We configured each vSphere host with four vSwitches, each vSwitch having one 10GbE uplink port. We created one VMkernel adapter on each vSwitch. Each VMkernel adapter was configured on the same subnet. The MTU of the NICs was set to the default of 1500 bytes. We enabled each VMkernel adapter for vMotion, which allowed vMotion traffic to use the 40Gb/s network connectivity. We created four VMXNET3 virtual adapters on the pair of virtual machines used for networking tests.

Methodology
In order to demonstrate the performance for vMotion, we simulated a heavy memory usage footprint in the virtual machine. The memory-intensive program allocated 48GB memory in the virtual machine and touched one byte in each page in an infinite loop. We migrated this virtual machine between the two vSphere hosts over the 40Gb/s network. We used net-stats to monitor network throughput and CPU utilization on the sending and receiving systems. We also noted the bandwidth achieved in each pre-copy iteration of vMotion from VMkernel logs.

In order to demonstrate the performance of virtual machine networking traffic, we use Netperf 2.60 to simulate traffic from one virtual machine to the other. We create two connections for each virtual adapter. Each connection generates traffic for the TCP_STREAM workload, with 16KB message size and 256KB socket buffer size. As in the previous experiment, we used net-stats to monitor network throughput and CPU utilization.

Results
Figures 1 and 2 show, for IPv4 and IPv6 traffic, the network throughput and CPU utilization data that we collected over the 40-second duration of the migration. After the guest memory is staged for migration, vMotion begins iterations of pre-copying the memory contents from the source vSphere host to the destination vSphere host.

In the first iteration, the destination vSphere host needs to allocate pages for the virtual machine. Network throughput is below the available bandwidth in this stage as vMotion bandwidth usage is throttled by the memory allocation on the destination host. The average network bandwidth during this phase was 1897 megabytes per second (MB/s) for IPv4 and 1866MB/s for IPv6.

After the first iteration, the source vSphere host sends the delta of changed pages. During this phase, the average network bandwidth was 4301MB/s with IPv4 and 4091MB/s with IPv6.

The peak measured bandwidth in netstats was 34.5Gb/s for IPv4 and 32.9Gb/s for IPv6. The CPU utilization of both systems followed a similar trend for both IPv4 and IPv6. Please also note that vMotion is very CPU intensive on the receiving vSphere hosts, and high CPU clock speed is necessary to achieve high bandwidths. The results are summarized in Table 1. In all, migration of the virtual machine was complete in 40 seconds regardless of IPv4 or IPv6 connectivity.

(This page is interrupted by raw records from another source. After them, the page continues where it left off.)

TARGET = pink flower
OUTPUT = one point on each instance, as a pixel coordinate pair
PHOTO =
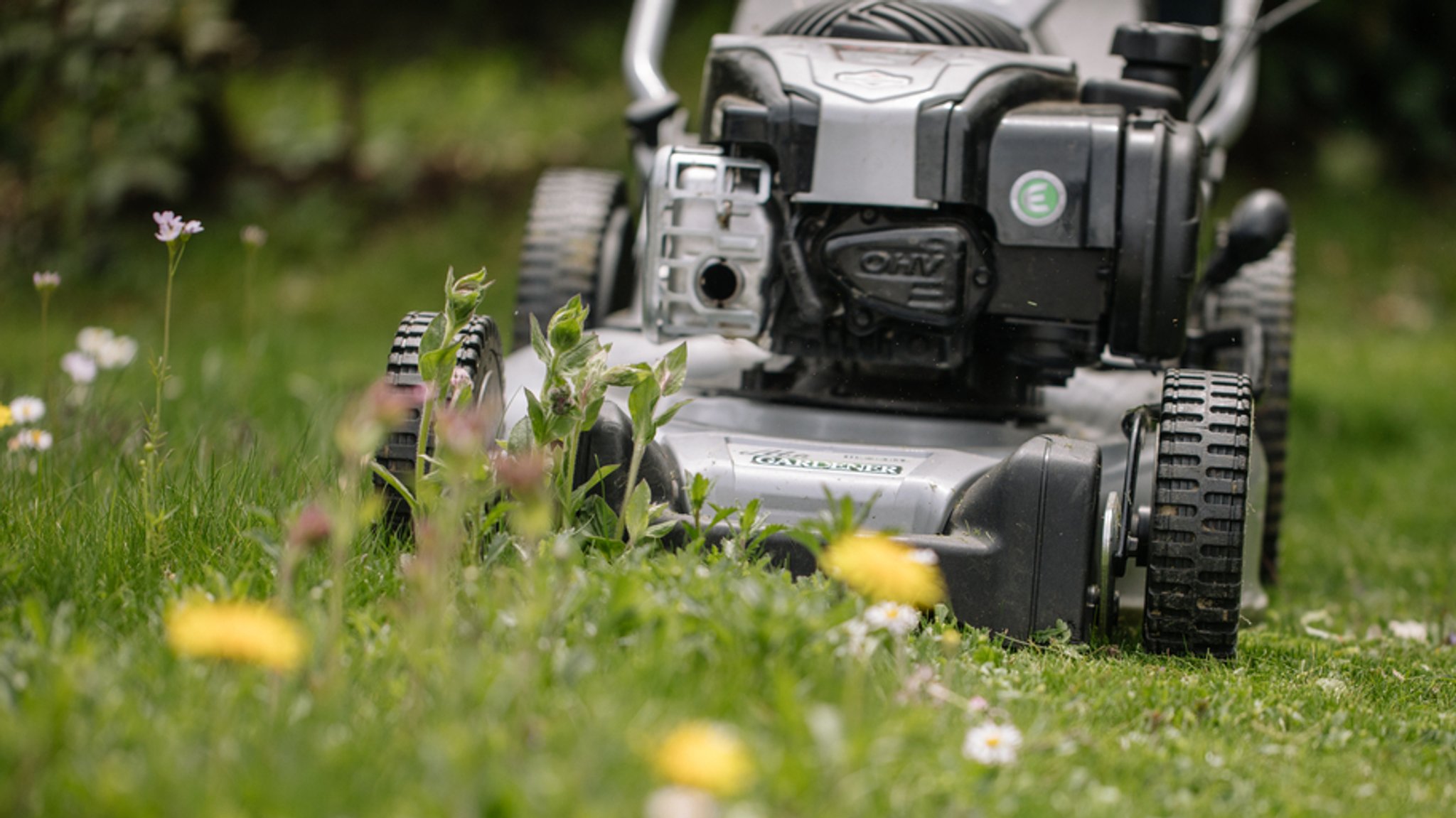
(171, 226)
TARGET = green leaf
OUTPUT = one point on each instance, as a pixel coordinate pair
(537, 416)
(393, 482)
(439, 365)
(672, 370)
(564, 330)
(577, 357)
(539, 343)
(668, 415)
(638, 511)
(433, 340)
(641, 404)
(522, 436)
(626, 377)
(721, 514)
(592, 482)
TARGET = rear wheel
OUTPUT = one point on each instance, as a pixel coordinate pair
(579, 242)
(1196, 534)
(479, 355)
(1264, 293)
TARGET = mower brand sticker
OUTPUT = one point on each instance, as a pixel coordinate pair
(1039, 197)
(820, 461)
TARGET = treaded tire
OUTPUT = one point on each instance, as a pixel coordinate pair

vMotion over an IPv4 network
Figure 1. vMotion over an IPv4 network
vMotion over an IPv4 network
Figure 2. VMotion over an IPv6 network

vMotion-IPv4 vs IPv6
Table 1. vMotion results—IPv4 versus IPv6

The results for virtual machine networking traffic are in Table 2. While the throughput with IPv6 is about 2.5% lower, the CPU utilization is the same on both the sending as well as the receive sides.

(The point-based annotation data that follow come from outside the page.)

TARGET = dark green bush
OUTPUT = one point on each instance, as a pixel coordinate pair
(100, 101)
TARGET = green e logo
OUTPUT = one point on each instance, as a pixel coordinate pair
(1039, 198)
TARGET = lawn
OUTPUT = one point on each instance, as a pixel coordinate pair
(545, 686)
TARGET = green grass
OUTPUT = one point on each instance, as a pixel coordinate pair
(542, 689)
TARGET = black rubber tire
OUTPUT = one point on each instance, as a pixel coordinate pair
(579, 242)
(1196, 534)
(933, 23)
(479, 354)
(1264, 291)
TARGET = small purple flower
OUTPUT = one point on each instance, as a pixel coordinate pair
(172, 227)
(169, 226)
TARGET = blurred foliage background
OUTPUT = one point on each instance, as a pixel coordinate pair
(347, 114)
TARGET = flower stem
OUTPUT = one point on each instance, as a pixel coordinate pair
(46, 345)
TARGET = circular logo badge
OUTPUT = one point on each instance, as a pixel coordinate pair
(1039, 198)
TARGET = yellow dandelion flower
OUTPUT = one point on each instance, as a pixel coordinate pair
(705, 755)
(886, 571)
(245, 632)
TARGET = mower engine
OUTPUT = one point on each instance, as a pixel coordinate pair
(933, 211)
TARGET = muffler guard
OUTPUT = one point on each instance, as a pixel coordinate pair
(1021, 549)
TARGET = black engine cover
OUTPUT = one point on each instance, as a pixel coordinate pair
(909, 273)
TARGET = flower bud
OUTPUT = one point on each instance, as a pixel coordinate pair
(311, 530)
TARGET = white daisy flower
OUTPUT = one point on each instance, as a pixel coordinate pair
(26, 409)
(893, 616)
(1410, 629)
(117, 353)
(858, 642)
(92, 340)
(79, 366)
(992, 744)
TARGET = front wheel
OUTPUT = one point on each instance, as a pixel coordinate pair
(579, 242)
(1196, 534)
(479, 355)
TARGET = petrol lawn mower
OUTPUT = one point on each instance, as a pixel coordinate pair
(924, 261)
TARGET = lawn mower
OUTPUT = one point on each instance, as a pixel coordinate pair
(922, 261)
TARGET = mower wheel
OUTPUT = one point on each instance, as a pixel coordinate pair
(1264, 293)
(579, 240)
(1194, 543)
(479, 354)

Virtual Machine Performance - IPv4 vs IPv6
Table 2. Virtual machine networking results—IPv4 versus IPv6

Thanks to a number of IPv6 enhancements added to vSphere 5.5, migrations with vMotion occur over IPv6 networks at speeds within 5%, compared to those over IPv4 networks. For virtual machine networking performance, the throughput of IPv6 is within 2.5% of IPv4. In addition, testing shows that we can drive bandwidth close to 40Gb/s link speeds with both protocols. Combined, this functionality allows for a seamless transition from IPv4 to IPv6 with little performance impact.